Cornell, Princeton, and Columbia are all Top 10 CS programs.

For natural sciences, all the Ivies top the charts.

For med school, same story.

> Real elites tend toward history and art majors.

Some children of HNWI do major in history and art. Others will gladly major in STEM. Look at people like Bill Gates or half my hs.

This isn't the 80s or 90s anymore. Post-2008, top public schools have gotten as selective as Ivies were in the 2000s (7-15% acceptance rate [actually around 15-25% as BlackJack below points out]) while Ivies and Ivy Adjacent private schools (eg. UChicago, CMC, etc.) have dropped to the 1-6% acceptance rate.

Also, "elite" industries like PE, IB, Management Consulting, and VC all bias hiring in favor of STEM majors, which automatically prioritizes selective public schools like Cal, Mich, UCLA, etc.

> You already knew your friend group because you attended the same "2-300" high schools?

Pretty much. I had 2nd degree connects at just about every top university and I myself attended a top uni.

We all ended up working in the same handful of industries (Government, Media, Finance, Tech, Management Consulting, Politics) in the same handful of cities (SF, NYC, Seattle, Boston, DC) which further enhances the general alumni network as there are only a handful of top employers in each of those.


I agree but want to correct you on the public school point. Excluding the service academics, there are 2 or 3 schools with sub 20% acceptance rates, and every other public school is above that.

See [1] and [2]. And these are the best public schools. The average of the top50 public schools is probably 40%ish, and the average of all public schools is 70%.

[1] https://www.collegesimply.com/colleges/rank/public-colleges/... [2] https://www.oedb.org/rankings/acceptance-rate/


Good catch!

At the macro-level this is true, but at that point we'd also end up selecting based on major.

For example, the acceptance rate for a BSBA@McCormick will reach the 7-15% range.

Attending an elite private school, an elite public school (UCB, UCLA, UMich, UVA), or an elite program at a selective public school (Accounting@UCSB, CS@UIUC, Business@McCormick) will give you enough of a path to mingle with the elite.


FWIW, the parts of those "elite industries" that STEM majors are hired into are more upper-middle class than you might believe, in terms of their capacity for the accrual of significant wealth/status. I'm not saying they're not well-paid or that they can't buy a house, but it's a cut below anything that might be called "ruling class".
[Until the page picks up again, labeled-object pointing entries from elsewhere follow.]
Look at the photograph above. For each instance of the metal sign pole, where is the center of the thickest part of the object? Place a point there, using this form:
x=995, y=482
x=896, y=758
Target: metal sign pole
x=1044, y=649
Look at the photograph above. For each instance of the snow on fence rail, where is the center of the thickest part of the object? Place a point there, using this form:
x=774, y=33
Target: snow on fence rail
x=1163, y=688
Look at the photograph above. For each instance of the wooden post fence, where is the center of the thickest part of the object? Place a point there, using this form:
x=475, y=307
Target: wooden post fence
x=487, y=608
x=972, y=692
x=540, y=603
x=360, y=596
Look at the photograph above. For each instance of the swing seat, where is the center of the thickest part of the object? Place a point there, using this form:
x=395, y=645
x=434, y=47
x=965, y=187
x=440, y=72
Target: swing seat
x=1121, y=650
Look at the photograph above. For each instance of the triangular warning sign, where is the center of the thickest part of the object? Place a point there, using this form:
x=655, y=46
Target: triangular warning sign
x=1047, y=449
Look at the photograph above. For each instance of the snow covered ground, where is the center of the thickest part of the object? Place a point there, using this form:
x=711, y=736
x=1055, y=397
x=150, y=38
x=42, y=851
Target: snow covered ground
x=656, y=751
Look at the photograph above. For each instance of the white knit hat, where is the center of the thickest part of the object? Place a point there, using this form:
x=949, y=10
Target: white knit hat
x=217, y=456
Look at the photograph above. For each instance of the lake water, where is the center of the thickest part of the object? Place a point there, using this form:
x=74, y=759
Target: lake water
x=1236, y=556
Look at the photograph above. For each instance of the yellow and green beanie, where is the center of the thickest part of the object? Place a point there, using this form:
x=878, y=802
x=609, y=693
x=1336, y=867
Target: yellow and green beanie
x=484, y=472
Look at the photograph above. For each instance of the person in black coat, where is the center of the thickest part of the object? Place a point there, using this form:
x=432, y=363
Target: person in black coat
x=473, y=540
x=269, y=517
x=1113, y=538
If you study the backgrounds of capital allocators, a disproportionate percentage of the top ones had a combination of privileged backgrounds and technical educations, but the vast majority have privileged backgrounds and no technical educations.


Yes, and the issue is the "capital allocators" of today graduated in 1980-2000.

The "capital allocators" of 2030-2050 will have attended a more diverse set of schools for their undergrad, but will have still attended the same handful of High Schools. I'm saying this from experience as someone who went thru the college application process only 10-13 years ago and with a sibling who went through it 3-5 years ago.

Then again, most people in top industries in their 20s and early 30s aren't on HN. The CTO of Loom was right about HN tbh.


Read "Class" by Fussell. Or don't and continue to guess where the lines are. Class distinctions and behaviors aren't intuitive. That book will help you.


I did.

I wrote my final thesis about this issue and initially entered the policy space to help solve this issue before I left out of disgust.

There is a good grad seminar about this at Princeton from a couple years ago - https://www.princeton.edu/~starr/560syl2020.html

The issue is the Fussell book represents the 80s/90s. Public institutions have gotten much more exclusive since then.